Paul Kurtz, skeptic of paranormal claims, can test hypotheses — or not — with death at 86

Paul Kurtz, who became a national leader in efforts to debunk paranormal phenomena and pseudoscience — what he called “insidious” gimmicks that had blossomed into an industry profiting on ignorance, died Oct. 20 at his home in Amherst, N.Y. He was 86. …

Dr. Kurtz taught philosophy for 25 years at the State University of New York at Buffalo and drew broader influence through his thousands of media appearances promoting the need for skepticism and rational thinking. He counted among his supporters the astronomer Carl Sagan, authors Isaac Asimov and Martin Gardner, and the behaviorist B.F. Skinner. …

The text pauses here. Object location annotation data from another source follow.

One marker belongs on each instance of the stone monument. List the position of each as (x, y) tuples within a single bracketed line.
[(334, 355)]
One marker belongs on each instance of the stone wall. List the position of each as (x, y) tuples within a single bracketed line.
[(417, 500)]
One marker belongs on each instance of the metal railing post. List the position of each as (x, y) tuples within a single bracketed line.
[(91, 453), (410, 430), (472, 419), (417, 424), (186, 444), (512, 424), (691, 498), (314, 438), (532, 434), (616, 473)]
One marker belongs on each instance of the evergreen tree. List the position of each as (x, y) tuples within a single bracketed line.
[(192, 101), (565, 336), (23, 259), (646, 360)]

His influence and prominence grew with the spread of cultlike religious movements in the 1970s …. “There is always the danger that once irrationality grows, it will spill over into other areas,” he told the New York Times in 1977. “There is no guarantee that a society so infected by unreason will be resistant to even the most virulent programs of dangerous ideological sects.”

Dr. Kurtz was disturbed by a growing tendency of news media outlets to give what he considered uncritical coverage of psychics, fortunetellers, astrologers, and sightings of UFOs and Bigfoot. …

In 1987, Dr. Kurtz was asked by the Chicago Tribune what he would do if he ever encountered God. “I’d immediately pass out pamphlets, asking God to change the furniture in the universe and reorder it in a more just way,” he said, before adding: “This is hypothetical, of course.”